Temporal text-guided feedback-based progressive fusion network for multimodal sentiment analysis
Temporal text-guided feedback-based progressive fusion network for multimodal sentiment analysis
Blog Article
The goal of text-guided multimodal sentiment analysis (MSA) is to fully leverage the unique sentiment advantages of textual Sofa Table features.However, existing research on multimodal sentiment analysis (MSA) predominantly relies on unidirectional text-dominant frameworks, neglecting the challenges posed by modality imbalance and sentiment conflicts in scenarios involving sarcasm or irony.Furthermore, the lack of effective modeling for sentiment information at different temporal steps in multimodal features limits the ability of MSA tasks to capture fine-grained sentiment characteristics.To address these issues, this paper proposes a framework named Text-guided Feedback Multimodal Progressive Fusion Network (TFPN).Specifically, we design a multi-layer Progressive Gated Learning Unit (PGU) module for progressive fusion, leveraging its unique feedback mechanism to dynamically adjust the sentiment contributions of each modality and mitigate modality imbalance caused by excessive text dominance.

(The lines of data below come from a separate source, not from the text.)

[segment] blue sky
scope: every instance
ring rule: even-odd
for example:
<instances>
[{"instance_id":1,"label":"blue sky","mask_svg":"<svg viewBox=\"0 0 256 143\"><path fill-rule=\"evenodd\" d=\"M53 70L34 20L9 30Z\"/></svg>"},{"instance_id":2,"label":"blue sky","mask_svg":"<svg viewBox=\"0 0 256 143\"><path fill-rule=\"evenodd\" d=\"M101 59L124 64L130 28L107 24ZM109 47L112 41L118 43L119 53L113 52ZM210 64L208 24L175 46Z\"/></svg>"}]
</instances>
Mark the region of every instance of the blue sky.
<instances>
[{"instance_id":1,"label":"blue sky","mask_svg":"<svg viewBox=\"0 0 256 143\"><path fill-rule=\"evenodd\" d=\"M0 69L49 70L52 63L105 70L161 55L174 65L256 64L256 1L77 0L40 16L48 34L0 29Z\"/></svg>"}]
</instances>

In addition, we introduce the Temporal Attention Fusion (TAF) module, capable of focusing on feature information across different temporal steps.Its distinctive temporal attention mechanism ensures the effective representation of sentiment information at each time step, thereby enhancing the overall sentiment recognition capability of the model.Experimental results on three benchmark datasets demonstrate that the proposed TFPN 27" True Convection Wall Oven model significantly outperforms strong baseline models.